‘Boğaziçi Direnişi’nin 1 yılı: 'Kabul etmiyoruz, vazgeçmiyoruz'

Abone ol

Boğaziçi Üniversitesi’nde Prof. Dr. Melih Bulu’nun rektör olarak atanmasıyla başlayan protestolar birinci yılında. Bu bir yılda öğrenciler tutuklandı, akademisyenler okula alınmadı ama protestolar hala sürüyor. Bir yılda neler yaşandığını derledik.

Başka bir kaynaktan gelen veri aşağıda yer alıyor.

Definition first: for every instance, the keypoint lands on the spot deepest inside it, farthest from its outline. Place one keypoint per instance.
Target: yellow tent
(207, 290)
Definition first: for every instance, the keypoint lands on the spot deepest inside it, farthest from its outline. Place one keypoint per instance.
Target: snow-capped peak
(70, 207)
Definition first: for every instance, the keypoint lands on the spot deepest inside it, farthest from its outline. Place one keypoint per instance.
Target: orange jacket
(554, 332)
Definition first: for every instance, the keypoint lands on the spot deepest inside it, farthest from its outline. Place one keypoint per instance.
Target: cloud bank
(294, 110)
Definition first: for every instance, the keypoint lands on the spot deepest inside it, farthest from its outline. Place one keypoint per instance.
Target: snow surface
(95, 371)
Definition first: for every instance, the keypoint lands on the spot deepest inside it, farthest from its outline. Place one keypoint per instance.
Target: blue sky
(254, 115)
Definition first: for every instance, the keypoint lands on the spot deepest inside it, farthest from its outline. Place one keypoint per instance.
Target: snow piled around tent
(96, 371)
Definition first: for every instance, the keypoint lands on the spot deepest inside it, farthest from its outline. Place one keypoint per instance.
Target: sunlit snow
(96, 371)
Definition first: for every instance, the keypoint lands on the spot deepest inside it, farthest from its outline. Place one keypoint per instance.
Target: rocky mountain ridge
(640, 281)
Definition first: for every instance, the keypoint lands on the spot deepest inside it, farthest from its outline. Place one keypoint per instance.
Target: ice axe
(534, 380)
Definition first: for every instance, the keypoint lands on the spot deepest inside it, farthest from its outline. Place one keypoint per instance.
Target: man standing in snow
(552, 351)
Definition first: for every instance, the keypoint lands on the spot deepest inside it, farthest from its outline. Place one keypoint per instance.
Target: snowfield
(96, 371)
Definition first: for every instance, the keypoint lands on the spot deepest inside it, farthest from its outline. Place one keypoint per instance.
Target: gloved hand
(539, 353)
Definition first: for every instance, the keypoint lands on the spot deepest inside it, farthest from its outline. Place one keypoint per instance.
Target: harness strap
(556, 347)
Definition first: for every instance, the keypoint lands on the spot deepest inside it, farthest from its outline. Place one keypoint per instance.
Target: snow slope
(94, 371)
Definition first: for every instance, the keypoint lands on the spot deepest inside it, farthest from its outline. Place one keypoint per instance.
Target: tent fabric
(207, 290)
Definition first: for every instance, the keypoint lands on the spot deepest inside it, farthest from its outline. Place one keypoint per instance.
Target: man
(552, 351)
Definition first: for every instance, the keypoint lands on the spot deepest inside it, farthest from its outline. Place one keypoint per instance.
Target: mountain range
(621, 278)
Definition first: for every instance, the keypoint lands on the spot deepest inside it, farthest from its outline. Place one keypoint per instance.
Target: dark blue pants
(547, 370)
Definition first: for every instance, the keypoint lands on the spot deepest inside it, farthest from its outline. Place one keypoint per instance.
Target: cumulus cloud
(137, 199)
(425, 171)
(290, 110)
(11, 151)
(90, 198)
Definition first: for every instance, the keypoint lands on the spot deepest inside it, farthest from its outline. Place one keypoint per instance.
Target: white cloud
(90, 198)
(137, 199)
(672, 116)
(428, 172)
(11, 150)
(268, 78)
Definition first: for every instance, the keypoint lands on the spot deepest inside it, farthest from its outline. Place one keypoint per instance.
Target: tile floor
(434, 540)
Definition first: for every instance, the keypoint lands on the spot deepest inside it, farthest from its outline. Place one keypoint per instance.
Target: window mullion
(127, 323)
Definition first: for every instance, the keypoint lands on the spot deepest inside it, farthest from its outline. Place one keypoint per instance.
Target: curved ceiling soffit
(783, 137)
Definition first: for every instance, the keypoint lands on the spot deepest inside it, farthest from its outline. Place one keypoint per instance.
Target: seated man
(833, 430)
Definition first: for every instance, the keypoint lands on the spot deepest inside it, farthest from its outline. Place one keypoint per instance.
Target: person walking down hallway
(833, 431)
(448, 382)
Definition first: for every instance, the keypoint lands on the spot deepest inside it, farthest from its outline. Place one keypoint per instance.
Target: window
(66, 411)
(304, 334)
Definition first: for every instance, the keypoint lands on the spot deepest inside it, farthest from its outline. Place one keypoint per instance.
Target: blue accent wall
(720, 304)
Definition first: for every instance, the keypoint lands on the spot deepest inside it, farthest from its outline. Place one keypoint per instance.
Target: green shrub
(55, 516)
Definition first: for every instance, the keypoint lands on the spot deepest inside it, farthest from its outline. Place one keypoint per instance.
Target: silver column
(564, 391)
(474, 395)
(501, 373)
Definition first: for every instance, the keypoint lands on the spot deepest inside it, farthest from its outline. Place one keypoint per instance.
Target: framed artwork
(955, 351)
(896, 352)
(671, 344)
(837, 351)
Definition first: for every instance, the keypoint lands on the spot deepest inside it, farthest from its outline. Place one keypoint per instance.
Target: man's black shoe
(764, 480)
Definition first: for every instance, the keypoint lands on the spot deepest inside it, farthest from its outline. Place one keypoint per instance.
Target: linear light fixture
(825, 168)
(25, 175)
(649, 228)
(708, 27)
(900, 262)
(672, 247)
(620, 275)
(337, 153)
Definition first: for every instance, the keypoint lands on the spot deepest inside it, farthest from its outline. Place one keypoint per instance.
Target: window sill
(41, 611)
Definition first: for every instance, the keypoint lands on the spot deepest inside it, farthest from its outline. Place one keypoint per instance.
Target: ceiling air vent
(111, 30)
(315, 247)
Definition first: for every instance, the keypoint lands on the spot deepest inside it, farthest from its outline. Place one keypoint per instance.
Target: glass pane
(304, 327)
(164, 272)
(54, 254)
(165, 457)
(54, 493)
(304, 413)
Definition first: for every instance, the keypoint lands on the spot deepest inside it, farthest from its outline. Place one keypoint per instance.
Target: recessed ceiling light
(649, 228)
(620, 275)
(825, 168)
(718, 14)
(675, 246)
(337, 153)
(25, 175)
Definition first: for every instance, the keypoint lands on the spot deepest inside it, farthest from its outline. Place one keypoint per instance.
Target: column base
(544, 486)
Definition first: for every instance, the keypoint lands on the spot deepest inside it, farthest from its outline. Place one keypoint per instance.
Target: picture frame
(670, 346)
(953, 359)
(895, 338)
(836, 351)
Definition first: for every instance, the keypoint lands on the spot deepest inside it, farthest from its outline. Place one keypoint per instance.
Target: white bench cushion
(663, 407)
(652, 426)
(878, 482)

FIRAT FISTIK / GERÇEK GÜNDEM

Prof. Dr. Melih Bulu, Cumhurbaşkanı Tayyip Erdoğan'ın 1 Ocak 2021 tarihli kararnamesi ile Boğaziçi Üniversitesi Rektörlüğü görevine getirilmişti. Karar, 1 Ocak'ta Resmi Gazete yayımlanmadığından ötürü 2 Ocak 2021'de Resmi Gazete'de yayımlanmıştı. Bulu, 2015’te AKP İstanbul 1. bölge milletvekili aday adayı olmuştu ve Boğaziçi Üniversitesi’ne okul dışından atanan ilk rektördü.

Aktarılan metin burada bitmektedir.